— Ну, а потом что?..
— Как что?.. Полностью реабилитирована. Недавно во Львов вернулась. Но уже совсем не то, пройдешь и не посмотришь, вот Леночка не даст соврать!..
Беляев выпивал в доме старого друга, львовского профессора — филолога. Водки, как и всегда, не хватило, и профессор побежал за угол, в ларек. Беляев стал домогаться у его жены, пожилой женщины, чтобы она отдалась ему по — быстрому, пока муж не вернулся. Та пыталась его усовестить, но он вынул пистолет и пригрозил, что застрелит ее. Глупая женщина продолжала упрямиться, он выстрелил и попал ей в бедро. Она навсегда осталась хромой, а Беляеву вкатили «строгача». Его утешает лишь одно: на следствии выяснилось, что эта женщина — сестра убийцы Воровского.
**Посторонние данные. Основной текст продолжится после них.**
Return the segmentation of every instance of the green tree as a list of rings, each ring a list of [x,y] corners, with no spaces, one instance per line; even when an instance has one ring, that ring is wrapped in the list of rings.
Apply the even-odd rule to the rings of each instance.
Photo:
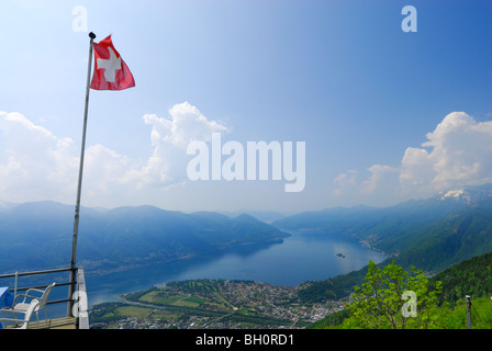
[[[429,291],[428,280],[422,270],[412,267],[409,273],[394,261],[380,269],[369,261],[365,283],[361,287],[355,286],[354,302],[348,307],[350,318],[344,322],[345,327],[431,328],[436,322],[440,290],[441,284],[437,282],[435,290]],[[404,292],[411,292],[416,301],[406,299]]]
Все‑таки Беляев не зря старался.
Красавица монахиня в Мукачевском женском монастыре. Гордое смуглое лицо, гордая стать, независимая, до вызова, поза во время службы в церкви.
ПОДМОСКОВЬЕ (май 1959 г.)
Вчера, взяв у соседа одноствольное ружье и единственный патрон, пошел в ближний лес на тягу.
Лес в полном смысле звенел. Я плохо знаю голоса птиц. Я узнавал лишь тонкий, острый свист синиц, странное клацанье дроздов, гортанные, тревожные переклики сорок; другие, самые нежные, самые мелодичные голоса оставались мне неведомы, хотя порой я видел исполнителей. Стройная, изящная птичка сидела на верхушке молодой ели, на светлом, вертикальном молодом побеге, и заливалась так самозабвенно, что подпустила меня вплотную. А когда наконец заметила, то перелетела на соседнюю елочку, опять на самую маковку, и продолжала с той же ноты, на которой я ее прервал. Жаль, я не знаю, что это за птичка.
Когда я шел к заветному месту, солнце достигло горизонта. Всю свою последнюю силу оно отдавало земле, покрыв ее горячим розовым золотом. А небо, по — дневному голубое, в чистых, белых, прозрачных облачках, питалось каким‑то своим светом. Когда я уже стал в засаде, солнце село, земля накрылась спокойной, тихой тенью, а облака загорелись золотым и малиновым от невидимого уже солнца.
Я постоял немного, потом переменил место, миновав по пути глубокую балку, наполненную будто лиловым дымом. То был растворенный в низинном, вечерне — влажном воздухе отсвет лиловатых веточек ольшаника, усеянных набухшими почками. Из чащобы кустов, крывших дно балки, вырвались и прошли низом два витютня, с такими обтекаемыми, стремительными телами, что они казались не живыми созданиями, а крошечными реактивными самолетами.
УСОЛЬЕ
Эта затянувшая свой приход весна спутала все «расчеты» и у животных, и у растений, и у птиц, и у рыб, и у человека. Такая путаница, что все очумели. Плотва — ледянка начала икриться прямо на лед, примерзший ко дну. Когда же лед неожиданно поднялся, а снег на берегу стал яростно таять, образуя ручьи и водоемы во всех впадинах земли, щуки ринулись на икромет в канаву вдоль железной дороги. Нестойкие протоки обмелели раньше, чем щуки отметались, многие оказались отрезанными от озера, рыбаки брали их чуть не голыми руками. То же случилось с язями, попавшими в плен к маленькому болотцу.
А с грязнухой вообще непонятно. Настоящего хода ее так и не было. Лишь в одном месте озера, неподалеку от устья реки, в жидком камыше, после шершавых самцов — молочников стали попадаться и зеркально — гладкие, уже пустые, самки. А тёрки не было слышно в этом году, берега скучно молчали.
Деревья не распускались до середины мая, так и простояли голые, с набухшими почками. До чего осторожен растительный мир — он не поверил теплу ранних майских дней, не отдал зелени, и верно — целую неделю длились заморозки, даже снег выпадал…
ПО ДОРОГЕ К ПЕРЕСЛАВЛЮ
Долгая, долгая майская заря. Горизонт окрасился розовым, розовое растекалось всё шире, затем высветилось небо, а луна стала белой, как снежок. Распустилось утро, а солнца всё не было. Но вот озарились снизу розовым лиловые облака, и над дальним городищем ослепительно засияла дужка солнца. Затем оно на глазах, буквально на глазах, стало вплывать ввысь.